Yale beats Harvard, clinches its first outright Ivy League title since 1980, and storms the field
The Bulldogs’ defense dominated in a rivalry win.
Yale beat Harvard on Saturday in New Haven, 24-3. It’s the second year in a row the Bulldogs have won the game known just as “The Game,” and it runs their all-time record against the Crimson to 67-59-8. It also clinched the Ivy League for Yale, which finishes its year 9-1 after going a lousy 3-7 in 2016.
The scene:
Why that field-rushing, other than that beating a rival’s always a big deal? It’s a huge deal for Yale to win this game in this moment. The Bulldogs hadn’t won an outright Ivy title in 37 years, a drought that’s now over. (Yale shared the title with Princeton in 2016). This one is Yale’s 16th Ivy League championship and its seventh outright, because the Ivy still doesn’t play a conference title game.
Harvard could barely move the ball an inch against an overwhelming Yale defense.

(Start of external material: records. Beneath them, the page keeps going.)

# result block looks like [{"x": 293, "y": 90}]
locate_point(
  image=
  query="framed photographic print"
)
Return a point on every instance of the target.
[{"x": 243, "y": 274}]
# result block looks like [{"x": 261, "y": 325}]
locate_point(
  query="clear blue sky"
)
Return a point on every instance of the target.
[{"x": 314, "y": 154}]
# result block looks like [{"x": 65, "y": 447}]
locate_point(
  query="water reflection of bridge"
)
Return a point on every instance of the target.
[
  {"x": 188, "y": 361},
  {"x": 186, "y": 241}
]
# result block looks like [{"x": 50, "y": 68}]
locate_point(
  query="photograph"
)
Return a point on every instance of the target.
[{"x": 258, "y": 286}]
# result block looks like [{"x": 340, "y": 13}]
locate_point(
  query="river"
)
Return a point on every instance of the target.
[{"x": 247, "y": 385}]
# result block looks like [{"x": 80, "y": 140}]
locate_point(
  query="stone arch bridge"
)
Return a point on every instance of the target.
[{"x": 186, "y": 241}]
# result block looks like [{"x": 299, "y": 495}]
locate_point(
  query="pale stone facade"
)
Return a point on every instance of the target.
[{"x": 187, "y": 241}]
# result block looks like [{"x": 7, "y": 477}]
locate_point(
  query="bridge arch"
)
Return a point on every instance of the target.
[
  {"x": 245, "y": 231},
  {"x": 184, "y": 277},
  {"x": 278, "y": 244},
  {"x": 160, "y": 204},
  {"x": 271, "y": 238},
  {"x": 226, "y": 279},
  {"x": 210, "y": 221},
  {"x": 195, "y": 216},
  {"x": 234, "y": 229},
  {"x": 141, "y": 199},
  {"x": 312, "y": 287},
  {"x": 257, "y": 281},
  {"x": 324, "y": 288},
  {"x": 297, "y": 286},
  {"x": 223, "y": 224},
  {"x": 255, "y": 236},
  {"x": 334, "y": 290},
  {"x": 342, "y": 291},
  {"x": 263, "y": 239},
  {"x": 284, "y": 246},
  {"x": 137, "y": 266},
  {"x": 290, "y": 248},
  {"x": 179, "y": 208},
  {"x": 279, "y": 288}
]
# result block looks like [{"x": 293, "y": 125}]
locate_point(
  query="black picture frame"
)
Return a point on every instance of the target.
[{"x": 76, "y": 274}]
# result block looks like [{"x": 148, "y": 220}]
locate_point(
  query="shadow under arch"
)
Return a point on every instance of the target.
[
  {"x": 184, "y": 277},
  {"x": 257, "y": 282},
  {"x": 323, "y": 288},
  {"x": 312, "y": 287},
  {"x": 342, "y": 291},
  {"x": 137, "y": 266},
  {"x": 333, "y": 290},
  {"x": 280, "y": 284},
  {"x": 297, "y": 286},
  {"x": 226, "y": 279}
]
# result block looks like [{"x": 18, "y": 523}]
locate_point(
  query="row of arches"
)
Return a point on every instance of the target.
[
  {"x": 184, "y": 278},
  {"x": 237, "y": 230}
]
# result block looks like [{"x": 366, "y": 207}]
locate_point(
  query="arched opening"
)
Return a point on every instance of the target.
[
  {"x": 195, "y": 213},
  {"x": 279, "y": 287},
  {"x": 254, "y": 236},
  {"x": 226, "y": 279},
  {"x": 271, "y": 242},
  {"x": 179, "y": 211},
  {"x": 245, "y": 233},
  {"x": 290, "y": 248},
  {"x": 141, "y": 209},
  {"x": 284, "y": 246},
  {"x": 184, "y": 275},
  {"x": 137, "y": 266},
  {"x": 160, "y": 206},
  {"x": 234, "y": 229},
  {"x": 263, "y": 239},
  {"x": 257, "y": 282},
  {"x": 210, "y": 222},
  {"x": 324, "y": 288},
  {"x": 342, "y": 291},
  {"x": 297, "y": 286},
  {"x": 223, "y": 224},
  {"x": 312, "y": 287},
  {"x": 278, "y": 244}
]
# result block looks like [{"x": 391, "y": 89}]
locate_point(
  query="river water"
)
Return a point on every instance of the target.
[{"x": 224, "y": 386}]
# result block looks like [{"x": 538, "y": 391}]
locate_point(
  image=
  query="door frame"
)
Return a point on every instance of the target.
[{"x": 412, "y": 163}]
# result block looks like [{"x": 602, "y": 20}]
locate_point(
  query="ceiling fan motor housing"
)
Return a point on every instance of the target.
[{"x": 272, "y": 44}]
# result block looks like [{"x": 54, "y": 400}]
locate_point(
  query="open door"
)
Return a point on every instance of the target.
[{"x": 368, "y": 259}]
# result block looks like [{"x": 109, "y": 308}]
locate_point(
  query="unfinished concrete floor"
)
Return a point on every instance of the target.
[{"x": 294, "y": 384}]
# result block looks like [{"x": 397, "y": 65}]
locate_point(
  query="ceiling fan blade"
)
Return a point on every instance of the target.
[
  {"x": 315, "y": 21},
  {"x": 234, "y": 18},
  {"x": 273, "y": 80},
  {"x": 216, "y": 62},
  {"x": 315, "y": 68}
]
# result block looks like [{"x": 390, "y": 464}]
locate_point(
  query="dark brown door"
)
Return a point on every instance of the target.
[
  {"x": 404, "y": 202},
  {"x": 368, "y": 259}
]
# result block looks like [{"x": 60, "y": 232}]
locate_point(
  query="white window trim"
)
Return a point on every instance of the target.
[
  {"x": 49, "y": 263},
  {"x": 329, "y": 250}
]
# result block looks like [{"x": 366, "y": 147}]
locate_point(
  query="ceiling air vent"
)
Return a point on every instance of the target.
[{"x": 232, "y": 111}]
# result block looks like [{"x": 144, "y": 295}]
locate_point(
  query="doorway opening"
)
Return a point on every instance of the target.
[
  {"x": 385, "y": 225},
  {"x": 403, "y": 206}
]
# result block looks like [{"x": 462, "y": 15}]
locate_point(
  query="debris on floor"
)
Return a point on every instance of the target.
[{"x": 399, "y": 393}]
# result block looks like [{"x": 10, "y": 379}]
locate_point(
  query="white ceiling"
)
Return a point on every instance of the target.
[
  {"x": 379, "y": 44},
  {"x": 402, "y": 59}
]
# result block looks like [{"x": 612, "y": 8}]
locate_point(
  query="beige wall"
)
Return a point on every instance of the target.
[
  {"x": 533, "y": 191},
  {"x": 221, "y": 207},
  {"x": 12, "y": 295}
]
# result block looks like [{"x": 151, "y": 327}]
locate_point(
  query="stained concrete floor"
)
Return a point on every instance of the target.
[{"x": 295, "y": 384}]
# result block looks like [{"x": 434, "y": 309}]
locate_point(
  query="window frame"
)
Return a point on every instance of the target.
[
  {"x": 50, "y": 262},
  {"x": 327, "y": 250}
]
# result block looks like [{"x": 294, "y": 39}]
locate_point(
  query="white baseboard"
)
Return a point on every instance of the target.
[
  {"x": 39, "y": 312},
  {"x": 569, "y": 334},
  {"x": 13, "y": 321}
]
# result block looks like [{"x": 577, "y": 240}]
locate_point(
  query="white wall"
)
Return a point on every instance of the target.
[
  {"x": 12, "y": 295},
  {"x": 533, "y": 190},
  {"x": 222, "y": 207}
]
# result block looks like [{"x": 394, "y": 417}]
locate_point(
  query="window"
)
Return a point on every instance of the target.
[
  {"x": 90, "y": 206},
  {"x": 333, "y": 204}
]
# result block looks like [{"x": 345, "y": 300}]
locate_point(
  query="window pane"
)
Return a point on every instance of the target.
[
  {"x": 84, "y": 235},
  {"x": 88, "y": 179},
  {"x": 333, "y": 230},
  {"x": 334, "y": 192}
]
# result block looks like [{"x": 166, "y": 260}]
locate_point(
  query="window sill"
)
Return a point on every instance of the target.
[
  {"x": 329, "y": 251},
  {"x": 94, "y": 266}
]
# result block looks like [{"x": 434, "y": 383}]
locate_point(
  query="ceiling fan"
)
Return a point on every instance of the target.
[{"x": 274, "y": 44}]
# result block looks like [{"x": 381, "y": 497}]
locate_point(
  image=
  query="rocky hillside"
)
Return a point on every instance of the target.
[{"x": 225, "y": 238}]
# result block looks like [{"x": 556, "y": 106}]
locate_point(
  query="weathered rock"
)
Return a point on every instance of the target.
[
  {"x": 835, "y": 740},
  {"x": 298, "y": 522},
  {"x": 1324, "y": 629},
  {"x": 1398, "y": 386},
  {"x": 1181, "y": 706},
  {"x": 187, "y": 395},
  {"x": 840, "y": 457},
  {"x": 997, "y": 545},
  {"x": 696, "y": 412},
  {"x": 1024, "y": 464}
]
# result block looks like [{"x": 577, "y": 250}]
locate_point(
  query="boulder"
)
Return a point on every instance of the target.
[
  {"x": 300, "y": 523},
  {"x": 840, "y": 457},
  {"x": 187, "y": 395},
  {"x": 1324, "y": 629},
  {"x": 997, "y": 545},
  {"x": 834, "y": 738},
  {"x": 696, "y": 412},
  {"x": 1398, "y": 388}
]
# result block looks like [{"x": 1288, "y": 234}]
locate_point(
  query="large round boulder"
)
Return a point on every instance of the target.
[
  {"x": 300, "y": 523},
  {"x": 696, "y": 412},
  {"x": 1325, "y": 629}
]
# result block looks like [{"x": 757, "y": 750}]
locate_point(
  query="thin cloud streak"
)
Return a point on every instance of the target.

The Bulldogs had an elite defense all year and entered the day averaging 17 points per game, tied with Villanova for the ninth-fewest in the FCS. The Crimson ran for almost nothing, and what yardage they did get, they lost much of by way of sacks.
Yale’s offense didn’t exactly set the world on fire, either. The Bulldogs got a nice day out of quarterback Kurt Rawlings and receiver JP Shohfi, and they were at least able to get the ball upfield enough to cruise past the lifeless offense on the other sideline.
Congrats to everyone at Yale for their victory. And to everyone at Harvard, congrats on everything else.